In January, the Obama administration initiated a task force dedicated to preventing sexual violence at universities. On Friday, the White House unveiled a new public awareness and education campaign called “It’s On Us,” which engages students and colleges to take active roles in preventing sexual assault on campus.
Evidently, some of the Universities are having difficulty devising compliant training programs. Clemson University pulled a mandatory online course on sexual violence prevention after a hostile response from the school community saying that it asked students and teachers about their sexual activity and alcohol consumption.
The course fulfilled a “Title IX training” requirement offered by the South Carolina public university.

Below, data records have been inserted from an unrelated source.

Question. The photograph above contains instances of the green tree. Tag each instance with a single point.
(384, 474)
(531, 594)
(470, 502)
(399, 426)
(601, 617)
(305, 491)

Some of the questions proved to be an obvious infringement on individual privacy: “How many times have you had sex?” and “With how many different people have you had sex?”
Machaella Reisman, a junior at Clemson, admits that she favors the University offering a class to prevent sexual violence. However, it should be able to do it without asking intrusive questions. “This is not information that I discuss with my friends, let alone information I feel the need to disclose to the school or whoever the third-party source may be,” she told CNN in an email.
The 20-year-old student expressed further disdain for the line of questioning: “As a questionnaire that is supposed to serve the purpose of educating students on gender equality to prevent sexual violence, why should there be questions regarding how much sex a student has had and if they used drugs, alcohol, or a condom?”
Reisman complained that she had to use her name and student ID number to register for the online course. However, Clemson promises that the responses were “captured anonymously” and would not be identifiable by the school or Campus Clarity, the vendor that created the module.
Shannon Finning, dean of students and associate vice president for Student Affairs, contends that “At the conclusion, we would gather it in aggregate and it would give us a better picture of campus culture and give us an opportunity to identify additional educational and training needs.”